Ce qu’exprime notre future souveraine, c’est simplement l’essence du projet éducatif des classes sociales dirigeantes. Si celles-ci ont créé l’école, voici plusieurs millénaires, c’est afin d’y assurer la formation et l’instruction de leurs enfants dans les savoirs de gouvernance : la philosophie et l’histoire, l’art du discours et du raisonnement logique, la géométrie et l’algèbre, la géographie et les sciences… Bref, la capacité de comprendre le monde afin de pouvoir le diriger efficacement en fonction des valeurs et des intérêts que cette école leur aura par ailleurs inculqués, c’est-à-dire les intérêts et les valeurs de leur classe sociale.
Les classes populaires, elles, ont été absentes de l’école jusqu’à il y a à peu près deux siècles. Leur socialisation et leur formation dans les savoirs nécessaires à la pratique productive se faisaient sur leur lieu de vie et de travail : au champ et à la ferme, dans la boutique ou dans l’atelier.
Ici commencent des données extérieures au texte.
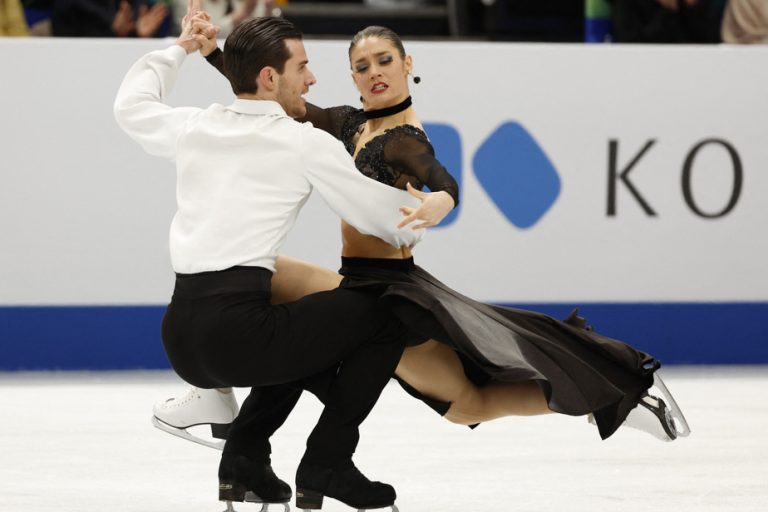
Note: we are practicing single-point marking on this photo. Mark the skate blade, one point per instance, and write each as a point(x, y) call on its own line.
point(251, 497)
point(264, 506)
point(681, 425)
point(182, 433)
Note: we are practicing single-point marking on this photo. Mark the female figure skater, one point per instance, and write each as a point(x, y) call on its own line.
point(481, 362)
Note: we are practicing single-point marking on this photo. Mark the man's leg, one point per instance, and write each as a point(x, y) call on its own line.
point(306, 338)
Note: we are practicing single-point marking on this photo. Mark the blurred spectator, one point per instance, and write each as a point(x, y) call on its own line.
point(667, 21)
point(110, 18)
point(38, 14)
point(746, 22)
point(226, 14)
point(12, 22)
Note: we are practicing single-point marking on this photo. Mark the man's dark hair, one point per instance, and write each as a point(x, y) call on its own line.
point(254, 45)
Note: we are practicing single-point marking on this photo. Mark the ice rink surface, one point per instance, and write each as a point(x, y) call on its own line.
point(72, 442)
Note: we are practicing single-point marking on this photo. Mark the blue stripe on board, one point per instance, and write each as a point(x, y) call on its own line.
point(128, 337)
point(81, 338)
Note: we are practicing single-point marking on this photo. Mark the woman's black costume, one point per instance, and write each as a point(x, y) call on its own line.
point(580, 371)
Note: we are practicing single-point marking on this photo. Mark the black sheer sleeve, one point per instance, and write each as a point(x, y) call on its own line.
point(412, 159)
point(331, 120)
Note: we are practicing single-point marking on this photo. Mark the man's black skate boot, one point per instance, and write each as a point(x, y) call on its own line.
point(344, 483)
point(244, 479)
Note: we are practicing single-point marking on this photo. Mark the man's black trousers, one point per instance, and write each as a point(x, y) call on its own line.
point(220, 330)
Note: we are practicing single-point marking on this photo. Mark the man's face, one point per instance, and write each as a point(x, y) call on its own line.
point(295, 80)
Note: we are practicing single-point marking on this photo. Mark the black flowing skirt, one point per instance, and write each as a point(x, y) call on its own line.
point(580, 371)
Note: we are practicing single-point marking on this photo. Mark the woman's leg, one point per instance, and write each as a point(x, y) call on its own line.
point(436, 371)
point(294, 279)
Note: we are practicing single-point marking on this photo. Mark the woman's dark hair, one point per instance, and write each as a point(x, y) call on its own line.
point(254, 45)
point(382, 32)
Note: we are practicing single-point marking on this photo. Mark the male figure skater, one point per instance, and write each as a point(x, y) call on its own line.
point(243, 173)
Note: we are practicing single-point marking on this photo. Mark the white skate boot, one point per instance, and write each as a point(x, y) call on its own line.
point(198, 407)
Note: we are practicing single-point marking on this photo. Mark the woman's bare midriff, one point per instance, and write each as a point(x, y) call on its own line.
point(358, 245)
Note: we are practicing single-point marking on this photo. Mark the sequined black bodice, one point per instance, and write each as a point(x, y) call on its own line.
point(400, 155)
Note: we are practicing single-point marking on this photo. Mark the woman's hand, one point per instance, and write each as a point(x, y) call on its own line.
point(434, 207)
point(197, 32)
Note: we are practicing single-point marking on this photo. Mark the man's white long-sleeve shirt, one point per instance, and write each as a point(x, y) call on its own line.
point(244, 171)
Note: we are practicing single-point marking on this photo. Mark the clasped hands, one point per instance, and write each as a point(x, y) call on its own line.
point(197, 31)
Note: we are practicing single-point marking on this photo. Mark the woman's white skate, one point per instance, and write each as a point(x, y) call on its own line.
point(198, 407)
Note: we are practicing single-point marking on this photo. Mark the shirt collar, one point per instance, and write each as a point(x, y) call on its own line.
point(257, 107)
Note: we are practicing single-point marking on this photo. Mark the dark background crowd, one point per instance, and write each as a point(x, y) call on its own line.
point(619, 21)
Mais à partir du XIXe siècle, avec l’arrivée du machinisme et l’essor du capitalisme industriel, ces structures éducatives ancestrales — la grande famille rurale et l’apprentissage — ont commencé à péricliter. Dans les cloaques urbains de la Révolution industrielle, les gosses n’étaient plus guère éduqués et socialisés. Alors on inventa de les parquer dans des institutions vaguement copiées sur le modèle de l’école des élites. Pas pour y apprendre la philosophie, le latin ou l’algèbre : juste lire, écrire, calculer, utiliser le système des poids et mesures et une bonne dose de catéchisme.
Lorsqu’à la fin du XIXe siècle, on découvrit combien cette école pouvait également être efficace pour inculquer l’amour de la patrie et de ses institutions, pour discipliner le soldat et prévenir les révolutions, on y ajouta un peu d’histoire et de géographie et on la rendit bientôt obligatoire.
Au XXe siècle, avec le besoin d’ouvriers qualifiés de plus en plus spécialisés et nombreux, les enfants du peuple entrèrent petit-à-petit dans l’enseignement secondaire où l’on créa, spécialement pour eux, des sections professionnelles et techniques et plus tard des options générales dites « modernes ».
Aujourd’hui l’école du peuple est appelée à se concentrer sur les compétences de base et sur la flexibilité professionnelle : encore toujours lire, écrire, calculer, mais aussi un peu d’anglais, un peu d’informatique, un minimum de « sensibilité culturelle », « apprendre à apprendre » et quelques cours dits de « citoyenneté » en guise de nouveau catéchisme… Et les voilà bons pour le service dans les « hamburger jobs », ces emplois précaires et peu qualifiés que multiplie le secteur tertiaire.
Voilà toute l’histoire du peuple à l’école : au fur et à mesure qu’elle s’ouvrait à leurs enfants, on l’a appauvrie et divisée, on en a évincé les savoirs prétendument « inutiles », c’est-à-dire porteurs d’une compréhension du monde globale, ou bien on les a réservés aux établissements et sections fréquentés par l’élite. Parallèlement, on a multiplié et hiérarchisé les filières et les réseaux, en feignant de s’étonner qu’ils deviennent les aiguillages de la sélection et de la ségrégation sociale.
A l’Aped, nous ne doutons pas que l’éducation de notre Princesse en Angleterre sera excellente. Ce qu’elle n’aura pas acquis dans les classes lumineuses et sur les verdoyants terrains de sport, des armées de conseillers et de précepteurs se chargeront de le lui inculquer. Nous lui en reconnaissons bien volontiers le droit… mais pas le privilège ! Car notre combat, c’est précisément d’obtenir que les enfants de toutes extractions accèdent à une éducation de cette qualité-là. Et, si possible, dans un environnement qui fasse sens pour eux : donc dans une école qui retrouverait cette unité du travail, de l’éducation et de l’instruction dont on a privé les enfants à la Révolution industrielle.
Combiner l’instruction classique avec une formation polytechnique théorique et pratique et avec une éducation active aux valeurs de coopération, de solidarité, de respect de l’environnement et du travail de chacun… Voilà notre projet. Serait-ce trop demander ? Serait-ce trop ambitieux ? Nous pensons que c’est simplement une condition sine qua non de la démocratie et de la justice.